O programa “Bom Dia Brasil” (TV Globo, edição de 02/02/2007) ofereceu aos interessados na reflexão sobre a mídia e seu papel na sociedade, especialmente em sua interação com o campo da política, mais um exemplo lapidar.
Trata-se da “não-entrevista” realizada pela jornalista Cláudia Bomtempo, âncora do programa em Brasília, com o novo presidente da Câmara dos Deputados, Arlindo Chinaglia (PT-SP). O colunista Alexandre Garcia também participou do estranho diálogo. Selecionei alguns trechos para uma brevíssima reflexão.
Para começo de “conversa”, Cláudia abre acusando: “O senhor foi o único que defendeu o aumento de 92% dos salários dos parlamentares e a equiparação com o Supremo Tribunal Federal. O senhor vai manter essa promessa como presidente da Câmara?”. Chinaglia, rebateu de bate-pronto: “Primeiro uma correção. Não é verdade que eu defendi o aumento de 92% durante a campanha. Eu inclusive deixei isso por escrito no meu programa, disse que seria pela reposição da inflação”.
A jornalista da Globo mantém o raciocínio que dominou toda a cobertura da chamada crise política (a partir de maio de 2005) até o período eleitoral de 2006: a presunção de culpa. Ou, na expressão precisa de Luis Nassif: “Atire primeiro, pergunte depois”.
Demonstrando uma precária preparação (pesquisa, organização de informações prévias sobre o assunto e o entrevistado), Cláudia interrompe um raciocínio de Chinaglia, no qual o deputado discutia a necessidade de se fixar um teto salarial, do ponto de vista dos três poderes (Executivo, Legislativo e Judiciário): “Não acho correto um ministro do Supremo ganhar praticamente três vezes o salário do presidente da República”. Ela volta a acusar: “Na prática, isso é um aumento de 92%...”. Chinaglia, serenamente, devolve a “pergunta” ao dizer que aquela era a visão da jornalista: “Quando eu disse que o teto deva ser o do Legislativo, eu não disse qual seria o valor. Você está se antecipando”.
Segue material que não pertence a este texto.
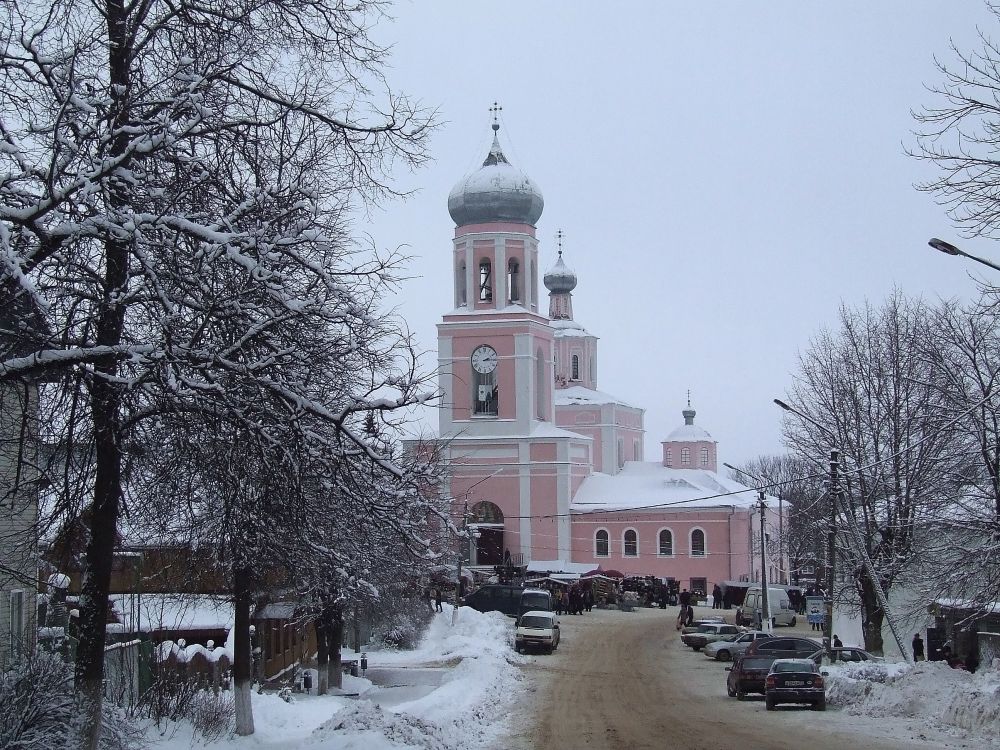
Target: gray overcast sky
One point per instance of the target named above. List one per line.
(725, 175)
E faz a pergunta fatal: “Você sabe quanto ganha um juiz em início de carreira no Brasil inteiro? Você sabe?”. Constrangida, a jornalista desconversou: “Essa não é a questão agora...”. O deputado paulista arrematou: “Estou te usando para provar que nem você, que é uma pessoa bem informada, sabe quanto é o salário de 25 mil servidores do país”. Ora, se o fundamento da famigerada proposta de reajuste de 92% era a equiparação dos salários de parlamentares aos dos ministros do Supremo, a jornalista não poderia estar desinformada sobre o assunto.
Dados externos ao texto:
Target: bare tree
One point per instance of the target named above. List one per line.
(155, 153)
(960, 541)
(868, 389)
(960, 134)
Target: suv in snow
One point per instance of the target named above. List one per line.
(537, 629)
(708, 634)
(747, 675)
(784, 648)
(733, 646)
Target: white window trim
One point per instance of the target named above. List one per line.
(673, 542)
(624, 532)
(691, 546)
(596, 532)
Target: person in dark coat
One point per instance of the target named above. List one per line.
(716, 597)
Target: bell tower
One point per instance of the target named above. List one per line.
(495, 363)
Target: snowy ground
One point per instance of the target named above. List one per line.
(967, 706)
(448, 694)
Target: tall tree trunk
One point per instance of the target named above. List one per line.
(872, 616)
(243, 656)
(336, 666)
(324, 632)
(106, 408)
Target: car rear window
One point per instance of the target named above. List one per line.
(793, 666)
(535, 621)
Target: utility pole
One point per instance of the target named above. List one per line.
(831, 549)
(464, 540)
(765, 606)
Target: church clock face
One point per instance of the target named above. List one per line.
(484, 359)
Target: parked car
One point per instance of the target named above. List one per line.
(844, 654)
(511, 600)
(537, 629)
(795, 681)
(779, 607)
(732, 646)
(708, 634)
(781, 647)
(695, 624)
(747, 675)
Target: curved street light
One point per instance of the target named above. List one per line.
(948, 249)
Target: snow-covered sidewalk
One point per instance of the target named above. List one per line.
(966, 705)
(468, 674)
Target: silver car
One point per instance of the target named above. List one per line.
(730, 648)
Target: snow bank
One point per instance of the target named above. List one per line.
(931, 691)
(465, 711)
A pesquisadora Annette Garrett, em sua obra “A entrevista, seus princípios e métodos”, discute a necessidade de os profissionais do jornalismo ampliarem sua visão sobre as técnicas de realizar uma boa entrevista. O diálogo a ser construído em uma entrevista, para Garrett, deve ser, acima de tudo, “a arte de ouvir, perguntar, conversar”.
E não deveria importar se o entrevistado é o mais humilde cidadão ou o presidente de um dos maiores poderes da República, como no caso do deputado Chinaglia. Cláudia Bomtempo não fez o “dever de casa” e ofereceu à sociedade um exemplo bem acabado de não-entrevista.
Cabe lembrar a pertinente observação do Prof. Albino Rubim (UFBa): “Em uma sociedade democrática, o jornalismo tem uma tarefa altamente relevante. Colocar em debate e discutir os grandes temas, ouvindo as mais diferentes opiniões políticas e segmentos sociais, ajudando a construir uma opinião pública sobre os assuntos mais significativos da vida social. (...) Quando se afasta desta atitude, socialmente reconhecida e legitimada, o jornalismo corre grave perigo e perde sua precípua função na sociedade. Ele se contamina por interesses contrapostos aos públicos, passa a ser um mero instrumento ideológico e perde sua legitimidade social”.
Dos quatro noticiosos da TV Globo (além do “Bom Dia”, Jornal Hoje, Jornal Nacional e Jornal da Globo), o telejornal da manhã tem sido o “laboratório” privilegiado para o exercício do protagonismo antidemocrático daquela emissora. Ali, os discursos editoriais se misturam às notícias, num flagrante desserviço ao interesse público.